Alan Broadhurst, a history and U.S. government teacher, stood up and said, “I didn’t go to school here. I wish I had.”
But his mother-in-law did. “This is my daughter, Jensen,” he said, pointing to the HHS junior. “She gets to walk the same halls and sit in the same classroom every day that her grandmother walked in and sat in. She sits in the same auditorium where her grandmother went to Move Up.” Jensen’s grandmother is Charmian McCullough, class of ’49.
County Commissioner Michael Edney, a second generation HHS graduate, sat in the back of the room and listened until the school leaders called him up to speak.

“No decisions have been made,” he said. “We would like to see something done sooner rather than later for a lot of reasons, one being if we don’t do something now it may never happen. There’s $100 million (in construction) we’re talking about now and there’s another half a billion dollars we need to be talking about at least and that’s just education. … My personal opinion is we don’t have any of the right options on the screen. I think it’s a combination.”

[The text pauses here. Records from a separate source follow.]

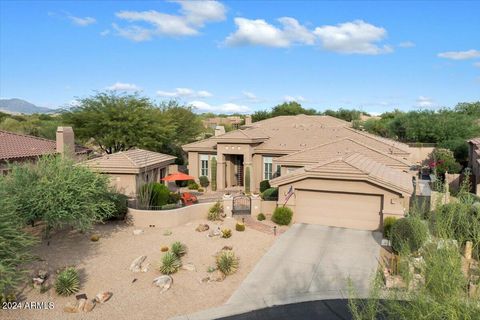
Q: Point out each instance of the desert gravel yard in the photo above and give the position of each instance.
(104, 266)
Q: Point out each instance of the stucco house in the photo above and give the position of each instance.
(474, 162)
(128, 170)
(18, 148)
(340, 176)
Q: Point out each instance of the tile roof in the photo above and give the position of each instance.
(17, 146)
(286, 134)
(129, 161)
(354, 165)
(338, 148)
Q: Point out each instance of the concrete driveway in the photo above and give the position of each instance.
(306, 263)
(311, 262)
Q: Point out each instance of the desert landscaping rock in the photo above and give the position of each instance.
(189, 267)
(137, 232)
(103, 297)
(163, 282)
(202, 227)
(136, 265)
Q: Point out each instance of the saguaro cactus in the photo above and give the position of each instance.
(247, 180)
(214, 174)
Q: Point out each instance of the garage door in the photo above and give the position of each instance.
(347, 210)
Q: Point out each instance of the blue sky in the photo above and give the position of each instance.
(244, 55)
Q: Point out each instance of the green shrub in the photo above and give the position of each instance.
(408, 233)
(214, 174)
(174, 198)
(67, 282)
(247, 180)
(154, 194)
(171, 206)
(179, 249)
(264, 185)
(192, 185)
(170, 263)
(214, 213)
(387, 226)
(240, 226)
(282, 216)
(204, 181)
(270, 194)
(226, 233)
(227, 262)
(121, 205)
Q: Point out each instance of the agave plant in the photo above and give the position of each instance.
(227, 262)
(67, 282)
(170, 263)
(179, 249)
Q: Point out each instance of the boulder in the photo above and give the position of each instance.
(163, 282)
(217, 276)
(103, 297)
(89, 305)
(215, 232)
(136, 265)
(189, 267)
(137, 232)
(71, 308)
(202, 227)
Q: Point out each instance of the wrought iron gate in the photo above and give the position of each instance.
(241, 205)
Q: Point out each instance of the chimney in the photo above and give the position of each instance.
(65, 141)
(248, 120)
(219, 130)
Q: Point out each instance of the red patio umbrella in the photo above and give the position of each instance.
(178, 176)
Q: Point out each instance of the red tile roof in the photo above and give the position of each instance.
(17, 146)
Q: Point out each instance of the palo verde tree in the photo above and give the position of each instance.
(15, 243)
(120, 122)
(59, 193)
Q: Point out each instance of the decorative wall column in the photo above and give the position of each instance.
(220, 171)
(228, 205)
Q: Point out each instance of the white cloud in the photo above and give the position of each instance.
(119, 86)
(260, 32)
(249, 95)
(82, 22)
(223, 108)
(184, 93)
(292, 98)
(356, 37)
(460, 55)
(406, 44)
(194, 15)
(424, 102)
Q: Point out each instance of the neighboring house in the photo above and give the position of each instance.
(474, 162)
(340, 176)
(128, 170)
(17, 148)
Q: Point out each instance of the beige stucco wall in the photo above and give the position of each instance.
(268, 206)
(419, 155)
(193, 164)
(124, 183)
(392, 205)
(168, 218)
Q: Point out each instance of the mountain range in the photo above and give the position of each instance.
(21, 106)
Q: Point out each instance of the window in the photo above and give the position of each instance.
(204, 165)
(267, 168)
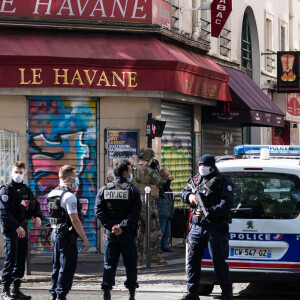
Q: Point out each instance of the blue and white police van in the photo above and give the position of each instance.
(264, 237)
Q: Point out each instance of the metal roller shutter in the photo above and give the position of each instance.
(62, 131)
(177, 142)
(220, 139)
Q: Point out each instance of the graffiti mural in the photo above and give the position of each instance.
(62, 131)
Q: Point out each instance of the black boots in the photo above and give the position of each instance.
(58, 297)
(5, 293)
(131, 293)
(17, 294)
(106, 294)
(190, 296)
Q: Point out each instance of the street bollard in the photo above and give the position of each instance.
(147, 198)
(28, 261)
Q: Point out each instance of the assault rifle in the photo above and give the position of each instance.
(200, 204)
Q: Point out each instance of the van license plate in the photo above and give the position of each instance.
(250, 252)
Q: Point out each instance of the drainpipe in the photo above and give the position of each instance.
(292, 23)
(196, 20)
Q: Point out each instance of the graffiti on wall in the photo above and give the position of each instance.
(62, 131)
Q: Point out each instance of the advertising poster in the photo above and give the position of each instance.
(120, 144)
(293, 107)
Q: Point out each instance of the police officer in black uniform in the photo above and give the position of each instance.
(17, 207)
(212, 232)
(118, 206)
(66, 223)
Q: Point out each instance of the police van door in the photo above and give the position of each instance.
(62, 130)
(220, 139)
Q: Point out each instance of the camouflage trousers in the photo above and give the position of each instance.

In a show of hands, the audience voted overwhelmingly for the option that preserves the classroom building for use by HHS and replaces the two gyms, band room and cafeteria with new facilities.
“The position has been said very clearly,” said Wilkins, the school principal. “If you’re going to build a new building over there call it South Henderson or something else. It’s not Hendersonville High School.”

Bearcats stood and applauded, and someone launched into the alma mater. "Loyal and eager stand we now," they sang, "Pledged to the Red and White."